The currency game is not for the faint of heart

Thu, Sep 8th 2011, 10:08 AM

As the U.S. dollar continues to slide, and the euro remains unstable, global investors are starting to turn their heads and look elsewhere when it comes to currency exposure.
One haven in which investors are ducking cover is the Swiss franc.
In fact, the currency is skyrocketing as traders search for stability in volatile times, forcing its Central Bank on Tuesday to set a ceiling on its value.
However, this recent trend doesn't impress Kevin Burrows, the Senior Vice President at CFAL.
"Really, they say, for the most part, trading currencies is a mug's game," he said.
"It is very difficult to forecast the short-time direction of foreign currencies.  That said, because of the quantitative easing in the U.S., investors are fundamentally very concerned about all paper currencies. We are seeing a lot more interest in a defensive mechanism."
The strategy of buying Swiss francs has created its fair share of problems, Burrows pointed out.  The Swiss, known as exporters, are cognoscent that an inflated franc isn't good for business.  It also makes everything in the country particularly expensive for anyone not earning that currency.
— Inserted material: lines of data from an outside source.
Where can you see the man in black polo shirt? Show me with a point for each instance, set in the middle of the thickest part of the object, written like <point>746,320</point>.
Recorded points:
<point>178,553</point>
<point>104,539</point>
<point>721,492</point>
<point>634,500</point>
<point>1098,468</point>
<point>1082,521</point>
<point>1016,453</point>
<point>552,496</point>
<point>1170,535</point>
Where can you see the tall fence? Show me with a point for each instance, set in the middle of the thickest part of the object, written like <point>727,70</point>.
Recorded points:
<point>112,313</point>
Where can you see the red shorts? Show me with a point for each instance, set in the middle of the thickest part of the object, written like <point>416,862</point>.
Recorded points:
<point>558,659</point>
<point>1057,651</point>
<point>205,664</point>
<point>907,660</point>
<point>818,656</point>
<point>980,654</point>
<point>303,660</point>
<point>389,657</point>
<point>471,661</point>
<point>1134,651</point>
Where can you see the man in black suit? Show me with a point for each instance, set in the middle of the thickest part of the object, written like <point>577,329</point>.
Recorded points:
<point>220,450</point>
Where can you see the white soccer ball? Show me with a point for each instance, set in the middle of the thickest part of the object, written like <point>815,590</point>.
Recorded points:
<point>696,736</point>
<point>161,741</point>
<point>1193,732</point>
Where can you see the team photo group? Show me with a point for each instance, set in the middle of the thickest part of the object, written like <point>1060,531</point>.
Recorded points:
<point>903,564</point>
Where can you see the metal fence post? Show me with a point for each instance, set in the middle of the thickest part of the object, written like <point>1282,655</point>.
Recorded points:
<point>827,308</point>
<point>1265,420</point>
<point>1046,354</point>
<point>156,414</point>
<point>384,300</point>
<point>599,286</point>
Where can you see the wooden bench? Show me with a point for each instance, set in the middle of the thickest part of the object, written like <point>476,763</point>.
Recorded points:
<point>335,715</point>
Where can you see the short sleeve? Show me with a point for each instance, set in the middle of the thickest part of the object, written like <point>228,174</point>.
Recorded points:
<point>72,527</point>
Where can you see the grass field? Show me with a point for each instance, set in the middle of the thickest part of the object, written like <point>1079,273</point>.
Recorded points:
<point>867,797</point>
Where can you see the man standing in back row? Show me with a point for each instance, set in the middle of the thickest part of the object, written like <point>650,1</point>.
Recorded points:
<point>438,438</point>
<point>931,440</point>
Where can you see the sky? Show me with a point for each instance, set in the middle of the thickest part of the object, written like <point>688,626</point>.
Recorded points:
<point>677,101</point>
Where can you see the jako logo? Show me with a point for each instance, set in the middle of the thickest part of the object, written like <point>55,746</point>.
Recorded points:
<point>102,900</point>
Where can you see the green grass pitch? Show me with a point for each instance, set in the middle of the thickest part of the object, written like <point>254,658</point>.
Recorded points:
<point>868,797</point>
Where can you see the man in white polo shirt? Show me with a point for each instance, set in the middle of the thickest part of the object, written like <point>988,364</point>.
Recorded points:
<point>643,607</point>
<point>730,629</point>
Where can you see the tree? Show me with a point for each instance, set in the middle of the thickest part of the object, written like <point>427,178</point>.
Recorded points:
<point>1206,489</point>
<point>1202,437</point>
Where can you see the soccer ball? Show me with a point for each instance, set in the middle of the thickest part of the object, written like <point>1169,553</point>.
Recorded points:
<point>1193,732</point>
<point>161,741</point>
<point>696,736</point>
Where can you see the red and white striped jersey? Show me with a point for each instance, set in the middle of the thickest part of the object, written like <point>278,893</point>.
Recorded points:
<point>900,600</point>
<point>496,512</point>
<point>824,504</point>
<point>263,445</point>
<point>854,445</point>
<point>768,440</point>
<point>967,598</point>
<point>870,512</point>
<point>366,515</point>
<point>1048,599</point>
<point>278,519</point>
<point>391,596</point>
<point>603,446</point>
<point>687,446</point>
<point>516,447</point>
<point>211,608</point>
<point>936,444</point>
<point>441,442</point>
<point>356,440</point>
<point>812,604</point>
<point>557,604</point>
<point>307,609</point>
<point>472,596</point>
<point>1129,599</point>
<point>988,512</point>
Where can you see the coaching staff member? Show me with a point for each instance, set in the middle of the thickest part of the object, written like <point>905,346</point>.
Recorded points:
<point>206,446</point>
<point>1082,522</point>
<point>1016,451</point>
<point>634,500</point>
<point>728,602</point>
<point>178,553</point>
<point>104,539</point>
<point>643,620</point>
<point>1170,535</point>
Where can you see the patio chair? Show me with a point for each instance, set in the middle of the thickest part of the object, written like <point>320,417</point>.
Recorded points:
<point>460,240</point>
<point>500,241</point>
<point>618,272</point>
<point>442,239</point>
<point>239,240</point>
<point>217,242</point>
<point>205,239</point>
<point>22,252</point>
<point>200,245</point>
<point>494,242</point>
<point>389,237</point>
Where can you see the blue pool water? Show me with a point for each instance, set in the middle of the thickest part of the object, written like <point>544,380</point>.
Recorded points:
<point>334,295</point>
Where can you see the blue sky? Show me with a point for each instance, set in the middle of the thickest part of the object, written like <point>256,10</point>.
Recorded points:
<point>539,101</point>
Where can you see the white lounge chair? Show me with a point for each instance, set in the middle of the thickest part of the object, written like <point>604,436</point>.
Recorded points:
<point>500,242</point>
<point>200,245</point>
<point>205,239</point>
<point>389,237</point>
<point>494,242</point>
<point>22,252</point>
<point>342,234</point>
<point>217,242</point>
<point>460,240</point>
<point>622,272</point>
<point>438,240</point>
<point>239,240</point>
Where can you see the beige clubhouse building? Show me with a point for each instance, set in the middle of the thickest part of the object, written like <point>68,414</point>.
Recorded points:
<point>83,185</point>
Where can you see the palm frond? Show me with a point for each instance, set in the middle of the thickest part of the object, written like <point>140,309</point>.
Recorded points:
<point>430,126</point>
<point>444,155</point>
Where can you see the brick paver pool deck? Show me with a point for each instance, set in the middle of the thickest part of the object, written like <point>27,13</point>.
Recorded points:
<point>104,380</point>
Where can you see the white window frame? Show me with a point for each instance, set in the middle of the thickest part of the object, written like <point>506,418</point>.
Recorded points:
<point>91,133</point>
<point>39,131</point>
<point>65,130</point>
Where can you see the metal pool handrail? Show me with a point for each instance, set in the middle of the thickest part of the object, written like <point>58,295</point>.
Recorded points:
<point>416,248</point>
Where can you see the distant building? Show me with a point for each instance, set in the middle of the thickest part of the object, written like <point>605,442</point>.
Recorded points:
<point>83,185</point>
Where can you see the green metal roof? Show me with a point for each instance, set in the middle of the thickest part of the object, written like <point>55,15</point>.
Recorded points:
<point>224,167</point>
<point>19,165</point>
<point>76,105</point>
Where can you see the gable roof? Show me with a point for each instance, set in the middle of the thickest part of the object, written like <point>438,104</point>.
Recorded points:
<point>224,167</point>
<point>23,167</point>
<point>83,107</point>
"Switzerland is a small and very open economy.  Every second franc is earned abroad.  A massive overvaluation carries the risk of recession as well as deflationary developments," said Phillip Hildebrand, Chair of the Central Bank's governing board.
So with the safe haven in Switzerland getting a little crowded, should investors be seeking other currency opportunities?
Well, in Burrow's mind, the U.S. dollar is in a long-term decline.
Although China and other Asian currencies have resisted rising valuation for trade purposes, much to the disdain of the U.S., it is more or less inevitable that there will be a shift sooner rather than later.
"I don't think the U.S. dollar weakness will be as disorderly as it has been this week - it will level off," Burrows added.
"But most investors think it will gradually weaken, but not so much that it destroys the rationale of investing in U.S. assets."
Burrows said Scandinavian currencies, such as the Swedish krona or the Norwegian kroner are traditionally very stable places to park your cash.
They are certainly much safer than the euro, he explained.
"I think it has definite issues.  It has survival issues, frankly.  The German courts have approved the government's ability to finance the peripheral countries, but the euro is inherently not a stable construct and I think we're seeing the pressures starting to build."
With all of this in mind, Burrows said there are clearly some currencies that are more stable than others.  But generally speaking, even the most seasoned global investors take caution when it comes to playing the money game.  You can play a long-term view with success, he pointed out, but trading on a daily or weekly basis is "very difficult to do".
If you're really seeking a solid hedge, the best bet right now, Burrows said, is gold.
Flirting with nearly $1,900 per ounce, the precious metal is an excellent hedge against paper currencies, thus why its value has risen considerably over the past year or so.
"Gold is reasserting itself as the currency of last resort," he said.  "It has no central bank that can print unlimited amounts of gold to weaken it."